Charles Sansbury

Sculptor and Artist

Chaarles Sansbury at Work

Charles Sansbury was a respected sculptor and artist based in the North-East of England. He was born in Watford in 1916, and by the time he was in his teens, painting was already an important part of his life.In 1943, under the Emergency Teacher scheme, he trained as an Art and Craft Teacher at Shoreditch Training College and taught in schools for fourteen years.

In 1957 he was granted leave of absence from Bedlington Grammar School and went to Kings College, Durham to read for a B.A. in Fine Art. Here he came under the influence of Victor Pasmore, who was then Master of Painting.Following a year of general art studies he concentrated on sculpture and began to work in metal. He learnt to weld and Swinneys Engineering Works in Morpeth, in order to make an armature for a large clay figure.

Whilst working there he found inspiration in the scrap metal bins. He became fascinated with assembling such material into new and evocative forms.

He found that his pieces of sculpture grew in unpredictable ways: some were variations on others, whilst some started simply from an enthusiasm for the shape of a piece of discarded metal. As his technique improved he began to cut and form his own shapes and was thus able to dictate to the material.

After he finished his degree he became a lecturer at Lincoln Diocesan Training College, now known as Bishop Grosseteste College, and whilst he was there designed the gates for the main entrance to the College. He also began work on a commission from Newcastle City Council for 480 unique miniature metal sculptures for the lift doors of the new Civic Centre.In 1964 he moved back to the north of England to work at Northumberland College of Education in Ponteland. He moved to Allendale where he had a large workshop at the back of his home. The following year he was again commissioned by Newcastle City Council, this time to make seven rise and fall portcullis screens, and later, to make a series of gas flambeaux for the main entrance area.

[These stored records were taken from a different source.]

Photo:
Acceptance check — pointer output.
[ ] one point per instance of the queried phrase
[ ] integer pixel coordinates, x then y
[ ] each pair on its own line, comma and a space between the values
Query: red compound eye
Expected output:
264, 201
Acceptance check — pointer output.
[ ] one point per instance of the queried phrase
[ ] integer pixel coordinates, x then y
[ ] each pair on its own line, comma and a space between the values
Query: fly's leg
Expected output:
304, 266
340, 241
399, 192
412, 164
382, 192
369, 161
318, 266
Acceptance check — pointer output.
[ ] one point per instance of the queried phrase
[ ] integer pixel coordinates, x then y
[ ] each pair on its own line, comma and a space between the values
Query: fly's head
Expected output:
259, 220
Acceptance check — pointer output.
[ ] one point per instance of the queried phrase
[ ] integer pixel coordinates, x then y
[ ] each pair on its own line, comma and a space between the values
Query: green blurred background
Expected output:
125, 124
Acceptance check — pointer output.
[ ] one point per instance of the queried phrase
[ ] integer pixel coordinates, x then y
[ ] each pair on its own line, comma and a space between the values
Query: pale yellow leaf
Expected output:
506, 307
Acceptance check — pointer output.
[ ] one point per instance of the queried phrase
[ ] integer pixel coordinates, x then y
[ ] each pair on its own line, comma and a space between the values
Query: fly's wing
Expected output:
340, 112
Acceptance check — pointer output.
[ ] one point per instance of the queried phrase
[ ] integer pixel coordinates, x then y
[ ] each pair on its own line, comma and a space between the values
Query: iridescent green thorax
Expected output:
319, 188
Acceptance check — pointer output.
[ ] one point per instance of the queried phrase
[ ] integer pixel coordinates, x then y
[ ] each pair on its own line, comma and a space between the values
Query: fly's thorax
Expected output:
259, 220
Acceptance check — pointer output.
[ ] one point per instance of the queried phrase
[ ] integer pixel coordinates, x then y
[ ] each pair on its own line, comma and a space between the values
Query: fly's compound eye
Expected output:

These commissions were followed by others in various parts of the country, but as well as doing his own work he wanted to create work for local people. For several years he ran a small workshop, ‘Mithras’ in his studio as well as a craft shop next door. Many of the small mild steel pieces made in the workshop were sold in the shop. His own, domestic sized sculptures were bought by people from many parts of the country.He exhibited in various galleries including; Lincoln Theatre Royal, the Moot Hall in Hexham the Caloustie Gulbenkian Gallery in Newcastle as well as the Art Galleries at Middlesborough and Billingham.